Resident Skeptic
The problem is that I didn’t buy most of what those articles said. While I think Chris outlined some fascinating arguments, by and large, I didn’t find anything particularly useful about introducing class concepts into the conversation about how we do our work, as I find the realities of day to day product development so much more complicated than the class framework allows for.
True, class is a complicated subject that incites a lot of impassioned and uncomfortable positions, but I don’t find it a particularly complex framework for understanding our professional practice. If anything, I find it too simplistic, focusing mostly on the vagueness of what group a person can be assigned to (primarily through economically-linked lenses) and not what a person wants, the latter being my central professional preoccupation.
License to Ill-Prepare
But this isn’t my attempt at refuting Chris’ argument. In fact, Chris invited me to join his panel, he said, specifically because of my skepticism.

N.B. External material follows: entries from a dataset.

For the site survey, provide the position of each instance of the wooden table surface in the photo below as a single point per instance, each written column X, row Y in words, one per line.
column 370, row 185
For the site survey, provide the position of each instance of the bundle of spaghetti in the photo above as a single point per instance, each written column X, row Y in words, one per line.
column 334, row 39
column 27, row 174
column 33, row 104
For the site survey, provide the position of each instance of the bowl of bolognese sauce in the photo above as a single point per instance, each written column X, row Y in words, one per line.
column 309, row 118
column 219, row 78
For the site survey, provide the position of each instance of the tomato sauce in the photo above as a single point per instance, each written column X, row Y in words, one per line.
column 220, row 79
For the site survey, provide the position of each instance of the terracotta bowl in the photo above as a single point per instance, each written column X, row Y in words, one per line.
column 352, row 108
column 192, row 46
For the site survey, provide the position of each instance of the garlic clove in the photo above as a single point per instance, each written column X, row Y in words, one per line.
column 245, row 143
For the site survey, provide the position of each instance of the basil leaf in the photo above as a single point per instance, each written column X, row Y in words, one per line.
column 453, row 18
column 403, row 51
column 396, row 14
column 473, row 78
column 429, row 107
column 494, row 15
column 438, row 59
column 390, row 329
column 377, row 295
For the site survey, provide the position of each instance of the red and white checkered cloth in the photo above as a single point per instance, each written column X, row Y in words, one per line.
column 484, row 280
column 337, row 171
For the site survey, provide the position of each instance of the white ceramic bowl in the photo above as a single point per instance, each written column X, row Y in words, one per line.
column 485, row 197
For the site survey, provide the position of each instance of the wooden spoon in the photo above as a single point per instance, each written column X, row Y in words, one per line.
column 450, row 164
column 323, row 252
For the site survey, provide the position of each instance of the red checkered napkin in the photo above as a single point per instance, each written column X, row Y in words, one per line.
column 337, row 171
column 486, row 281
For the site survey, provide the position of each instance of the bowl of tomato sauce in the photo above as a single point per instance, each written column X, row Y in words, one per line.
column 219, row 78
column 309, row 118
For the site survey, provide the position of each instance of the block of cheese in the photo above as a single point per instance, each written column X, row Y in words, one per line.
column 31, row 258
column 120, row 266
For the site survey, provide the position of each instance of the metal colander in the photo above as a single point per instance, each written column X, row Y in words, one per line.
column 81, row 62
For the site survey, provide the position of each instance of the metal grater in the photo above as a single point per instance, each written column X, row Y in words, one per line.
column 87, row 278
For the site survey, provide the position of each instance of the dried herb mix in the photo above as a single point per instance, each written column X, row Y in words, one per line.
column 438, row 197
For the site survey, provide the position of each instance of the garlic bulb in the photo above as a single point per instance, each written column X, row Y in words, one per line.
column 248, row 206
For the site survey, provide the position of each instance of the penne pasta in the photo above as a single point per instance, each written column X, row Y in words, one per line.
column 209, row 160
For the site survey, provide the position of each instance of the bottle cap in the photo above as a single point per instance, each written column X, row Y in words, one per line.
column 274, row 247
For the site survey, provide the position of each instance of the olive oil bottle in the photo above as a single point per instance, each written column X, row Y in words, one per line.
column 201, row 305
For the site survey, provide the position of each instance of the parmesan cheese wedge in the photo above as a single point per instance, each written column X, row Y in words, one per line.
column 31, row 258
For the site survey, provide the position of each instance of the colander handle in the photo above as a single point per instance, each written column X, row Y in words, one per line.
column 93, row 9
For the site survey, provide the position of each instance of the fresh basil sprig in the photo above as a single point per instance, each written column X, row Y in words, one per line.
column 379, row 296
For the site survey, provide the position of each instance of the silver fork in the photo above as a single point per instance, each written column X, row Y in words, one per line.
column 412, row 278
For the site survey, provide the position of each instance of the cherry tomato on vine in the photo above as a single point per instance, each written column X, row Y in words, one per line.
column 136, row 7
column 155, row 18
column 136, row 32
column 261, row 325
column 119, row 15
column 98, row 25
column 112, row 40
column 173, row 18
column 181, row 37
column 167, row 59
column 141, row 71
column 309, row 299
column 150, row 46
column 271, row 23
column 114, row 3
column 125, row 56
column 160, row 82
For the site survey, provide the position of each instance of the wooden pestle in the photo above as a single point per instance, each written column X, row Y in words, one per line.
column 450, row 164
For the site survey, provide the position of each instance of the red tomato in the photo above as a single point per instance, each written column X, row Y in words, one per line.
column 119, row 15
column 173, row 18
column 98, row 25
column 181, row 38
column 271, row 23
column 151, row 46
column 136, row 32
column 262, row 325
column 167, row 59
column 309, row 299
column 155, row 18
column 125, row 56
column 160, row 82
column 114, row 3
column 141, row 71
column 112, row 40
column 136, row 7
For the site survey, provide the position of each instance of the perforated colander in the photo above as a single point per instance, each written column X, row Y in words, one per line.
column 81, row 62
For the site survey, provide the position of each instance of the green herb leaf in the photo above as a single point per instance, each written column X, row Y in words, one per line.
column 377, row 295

Rather, what I’m confessing here is that, though invited for exactly that dissenting position, I was nevertheless unwilling to honestly discuss the subject matter. To be speak frankly now, with hindsight, I found it uncomfortable, especially as I would be, by default, representing The New York Times by my mere presence. I was acutely — perhaps overly — conscious of the fact that my words might be misconstrued as classist dogma that could be attributed back to my employer.
If I’d been a conscientious participant, I would have prepared a more honest, more thorough articulation of my position. And that’s exactly my point: I didn’t prepare for that panel at all, or hardly at all, at least not like I should have. There was no thoughtful outline of my thoughts, to say nothing of something concrete and constructive to present to the audience. Instead, I left it all to the dynamics of the format, assuming that the conversation as a whole would cover for my negligence.
By contrast, I prepared extensively for our “Grids Are Good” talk. True, it was a modified version of a workshop that I gave a few weeks ago in London for Carson System’s Future of Web Apps conference. But that reuse doesn’t negate the hours and hours of preparatory work that I invested in those thoughts. The point I’m trying to make is not so much that I knew everything that I wanted to say before Mark and I gave that talk. Rather, it’s the fact that I understood thoroughly the ideas I intended to represent during that session. Exactly the opposite was true during “High Class and Low Class Web Design.”
For that, I really do owe everyone, including Chris and all the attendees, an apology. I simply blew it on that panel, out of discomfort, dissension and a lack of conscientious planning — and the somewhat poor feedback from attendees confirms this.
One thing I said during my appearance on the panel is that it’s very, very difficult — if not impossible — to do good design work without a sense of respect for the audience, the client, or the opportunity. That should apply to anything one does, really, including making a contribution to a substantive discussion, as in panel appearances.
There’s a great discussion to be had about class and Web design, to be sure, something that will yield some meaningful dialogue on why the idea of class should — or shouldn’t — matter in the practice of design for the World Wide Web. I hope it happens one day, and when it does, I’ll try and stay out of the way.